D. Does this Application constitute an abuse of process?
[28] WWLG submits that as the Board provided only its views and conclusions and did not decide the dispute, that this Court has jurisdiction. As part of this argument, it relies on the Board and Elexicon’s submissions to the Divisional Court stating such. However, these submissions were made as part of an argument that the Board was not exercising a statutory power of decision.
[29] The Divisional Court held that WWLG and Elexicon agreed through the Offer to Connect to resolve their private dispute by seeking the opinion of the Board. The OTC states that the parties will abide by the Board’s interpretation.

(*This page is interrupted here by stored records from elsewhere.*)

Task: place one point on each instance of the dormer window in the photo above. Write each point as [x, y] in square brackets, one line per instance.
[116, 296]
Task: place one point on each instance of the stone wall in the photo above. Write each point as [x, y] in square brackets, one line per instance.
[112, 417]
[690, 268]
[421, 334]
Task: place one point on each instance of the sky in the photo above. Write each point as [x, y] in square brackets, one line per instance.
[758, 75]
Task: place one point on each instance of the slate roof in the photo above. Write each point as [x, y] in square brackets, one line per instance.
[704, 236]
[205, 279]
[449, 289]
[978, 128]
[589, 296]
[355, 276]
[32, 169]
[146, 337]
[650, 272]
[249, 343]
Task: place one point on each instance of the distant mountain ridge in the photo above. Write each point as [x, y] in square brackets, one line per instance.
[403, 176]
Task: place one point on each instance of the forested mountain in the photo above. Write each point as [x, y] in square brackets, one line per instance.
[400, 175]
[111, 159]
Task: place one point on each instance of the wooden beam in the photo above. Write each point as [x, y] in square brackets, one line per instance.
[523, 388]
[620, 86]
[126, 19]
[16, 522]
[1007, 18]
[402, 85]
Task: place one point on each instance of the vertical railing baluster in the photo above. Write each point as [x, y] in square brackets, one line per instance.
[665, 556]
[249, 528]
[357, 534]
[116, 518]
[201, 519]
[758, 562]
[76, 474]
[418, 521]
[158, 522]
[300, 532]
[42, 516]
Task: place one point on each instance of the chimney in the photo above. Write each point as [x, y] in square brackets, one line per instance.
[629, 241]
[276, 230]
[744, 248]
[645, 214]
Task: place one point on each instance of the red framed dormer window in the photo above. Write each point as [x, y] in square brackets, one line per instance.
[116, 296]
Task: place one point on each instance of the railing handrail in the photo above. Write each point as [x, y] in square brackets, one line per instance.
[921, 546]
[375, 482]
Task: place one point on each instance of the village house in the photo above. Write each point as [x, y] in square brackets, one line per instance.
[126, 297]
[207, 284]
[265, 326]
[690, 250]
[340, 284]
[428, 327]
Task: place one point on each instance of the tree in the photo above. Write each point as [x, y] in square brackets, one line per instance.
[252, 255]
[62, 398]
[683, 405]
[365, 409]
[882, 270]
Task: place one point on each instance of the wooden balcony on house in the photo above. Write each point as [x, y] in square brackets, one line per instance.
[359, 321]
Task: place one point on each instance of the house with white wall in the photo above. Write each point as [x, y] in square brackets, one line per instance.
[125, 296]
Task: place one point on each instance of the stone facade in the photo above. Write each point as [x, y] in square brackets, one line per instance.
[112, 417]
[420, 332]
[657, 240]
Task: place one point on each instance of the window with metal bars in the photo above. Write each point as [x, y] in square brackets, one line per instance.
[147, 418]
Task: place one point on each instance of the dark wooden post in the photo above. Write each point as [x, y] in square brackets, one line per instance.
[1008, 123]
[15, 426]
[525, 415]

[30] In addition, when the Board provided its interpretation and WWLG was not satisfied, WWLG filed a complaint, and the Board exercised its discretion not to refer it to a panel. The Divisional Court had held WWLG had no standing to challenge that decision.
[31] In my view, this Application is an attempt to relitigate the matter. That being said, the question of motive is not the focus of whether a proceeding is an abuse of process. Rather, the focus is the integrity of the adjudicative process. No one should have to face the same litigation twice where the matter had already been decided by a court or tribunal. It is that concern which is a bar against relitigation. See Toronto (City) v. C.U.P.E., Local 79, 2003 SCC 63, at paras. 36, 37, 43-45 and Garland v. Consumers Gas Co., [2004] 1 S.C.R. 25, at paras. 70-71.
[32] In this proceeding, the Applicant asks this Court to adjudicate a matter already determined by the Board. For this reason, I find that the Application is an abuse of process. Accordingly, I find there are grounds to dismiss the Application under Rule 21.01(3)(d) of the Rules of Civil Procedure.
E. Does the Board have exclusive jurisdiction?
[33] While I am prepared to dismiss the Application under Rule 21.03(3)(d) of the Rules of Civil Procedure, I also find the subject matter of this Application is one over which the Board has exclusive jurisdiction.
[34] The subject matter of this Application is about compliance by Elexicon, a licensed distributor, with the Distribution System Code. The Distribution System Code is issued by the Board under s. 70.1 of the Act.
[35] The Board’s exclusive jurisdiction was recognized by the Court of Appeal in Garland v. Consumers’ Gas Company Ltd., 2001, 57 OR (3d) 127, at para. 27, Garland v. Consumers Gas Co., [2004] 1 S.C.R. 25, at paras. 70-71. The question that I must be concerned with is whether the subject matter falls within the Board’s exclusive jurisdiction.
[36] In Vista Waterloo Hotel Inc. v. 1426398 Ontario Inc. & Ontario Energy Board, 2021 ONSC 2724, this Court declined jurisdiction recognizing that s. 19(6) provides that the Board shall have exclusive jurisdiction to determine all questions of fact and law and that the Applicant in that proceeding was asking the Court to do what the Board could do, on very similar facts to this case.
[37] I find that the heart of this proceeding is the interpretation of the Distribution System Code which falls squarely within the Board’s jurisdiction under s. 19(6) and 112.3 of the Act. Therefore, I find that I have no jurisdiction to deal with the questions raised in this proceeding.
IV. Order
[38] This Application is dismissed as an abuse of process and for lack of jurisdiction.
[39] I encourage the parties to resolve costs themselves. Elexicon has been successful and is presumptively entitled to its costs. I recognize that Elexicon seeks its costs on a substantial indemnity basis. If the parties cannot resolve the issue of costs, costs will be decided based on written submissions sent to my Judicial Assistant at Robyn.Pope@ontario.ca. Elexicon and the Board shall provide written submissions of no more than three double-spaced pages each, with attachments including Offers to Settle and a detailed Bill of Costs within 15 days of this decision. WWLG shall provide its submissions within 10 days of the filing of Elexicon’s submissions. There shall be no reply.
[40] I thank the parties for their helpful submissions.